Amoco Building (Aon Center)

Amoco Properties, Inc.
Chicago, IL

Distressed Marble Panel Investigation and Granite Reclad Design

After routine inspection of the building's facade revealed cracking and bowing of the marble panels, Amoco sought an expert to investigate the nature and extent of the damage and to develop solutions to restore the facade's structural and aesthetic integrity.


Completed in 1973, the eighty-three-story Amoco Building is a dominant feature of Chicago's skyline. Fortified by a tubular steel frame and originally clad with 44,000 panels of 1 1/4-inch-thick white Italian Carrara marble, the skyscraper was a structural feat, setting the record for the world's tallest marble-clad building.

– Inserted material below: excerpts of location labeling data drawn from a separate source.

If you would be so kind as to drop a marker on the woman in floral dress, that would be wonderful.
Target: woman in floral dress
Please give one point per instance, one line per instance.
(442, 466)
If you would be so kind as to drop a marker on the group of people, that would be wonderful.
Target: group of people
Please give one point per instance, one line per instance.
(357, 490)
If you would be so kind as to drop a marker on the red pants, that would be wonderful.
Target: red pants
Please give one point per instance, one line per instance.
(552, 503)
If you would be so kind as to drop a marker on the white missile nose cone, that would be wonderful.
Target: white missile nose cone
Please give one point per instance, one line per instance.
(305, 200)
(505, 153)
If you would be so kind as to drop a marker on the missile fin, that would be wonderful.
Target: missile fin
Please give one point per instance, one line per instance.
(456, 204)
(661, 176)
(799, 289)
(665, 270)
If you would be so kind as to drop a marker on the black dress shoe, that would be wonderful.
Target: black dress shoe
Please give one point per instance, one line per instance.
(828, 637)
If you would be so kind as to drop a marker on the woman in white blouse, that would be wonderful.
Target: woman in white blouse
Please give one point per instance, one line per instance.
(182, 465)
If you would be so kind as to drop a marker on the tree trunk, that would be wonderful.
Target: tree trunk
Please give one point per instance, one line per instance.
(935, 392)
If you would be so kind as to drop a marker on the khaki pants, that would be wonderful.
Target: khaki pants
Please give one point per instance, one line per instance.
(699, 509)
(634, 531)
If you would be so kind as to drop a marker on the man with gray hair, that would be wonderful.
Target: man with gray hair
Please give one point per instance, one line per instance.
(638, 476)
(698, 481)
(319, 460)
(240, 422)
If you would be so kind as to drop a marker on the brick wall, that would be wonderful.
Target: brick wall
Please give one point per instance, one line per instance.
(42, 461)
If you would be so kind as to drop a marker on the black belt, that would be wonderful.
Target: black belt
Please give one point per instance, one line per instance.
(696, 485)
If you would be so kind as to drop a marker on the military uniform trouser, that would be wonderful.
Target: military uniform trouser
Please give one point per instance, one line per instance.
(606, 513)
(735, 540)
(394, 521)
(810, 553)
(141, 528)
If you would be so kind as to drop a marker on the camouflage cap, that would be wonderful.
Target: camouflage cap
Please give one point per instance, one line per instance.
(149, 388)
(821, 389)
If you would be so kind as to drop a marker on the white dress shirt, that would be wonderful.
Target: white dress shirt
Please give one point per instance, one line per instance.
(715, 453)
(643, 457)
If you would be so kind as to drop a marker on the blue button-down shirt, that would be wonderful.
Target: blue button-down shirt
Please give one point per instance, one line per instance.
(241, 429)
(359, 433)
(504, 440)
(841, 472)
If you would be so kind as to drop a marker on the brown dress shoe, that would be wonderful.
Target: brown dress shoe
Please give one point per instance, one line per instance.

WJE determined that exposure to cyclic temperatures caused the thin marble panels to expand and contract inconsistently, resulting in progressive cracking that produced the bowing panel profile. In-house laboratory testing revealed that the marble had experienced a 40 percent reduction in strength and was forecast to lose an additional 30 percent over the next ten years. Additionally, WJE engineers utilized state-of-the-art methods, including 3D computer analysis, in situ load testing, and wind tunnel studies, to establish the maximum wind load pressures the panels were required to withstand. WJE found that the building experienced a wind load 20 percent greater than code required. Given the high wind demand and loss of strength, total recladding was the only viable solution. After an exhaustive search for white stone that closely resembled the original marble, WJE conducted a battery of accelerated weathering tests on each sample; full-scale mock-ups of the specimens that performed best were then subjected to wind and pressure tests. Based on the results, WJE engineers recommended white Mt. Airy granite to replace the marble. In addition to managing the extensive recladding project, WJE engineers designed and tested a stronger connection system for the new, thicker panels and reinforced many of the building's below-grade columns to accommodate their additional weight. WJE's project involvement significantly extended the facade's physical life and preserved the building's signature look.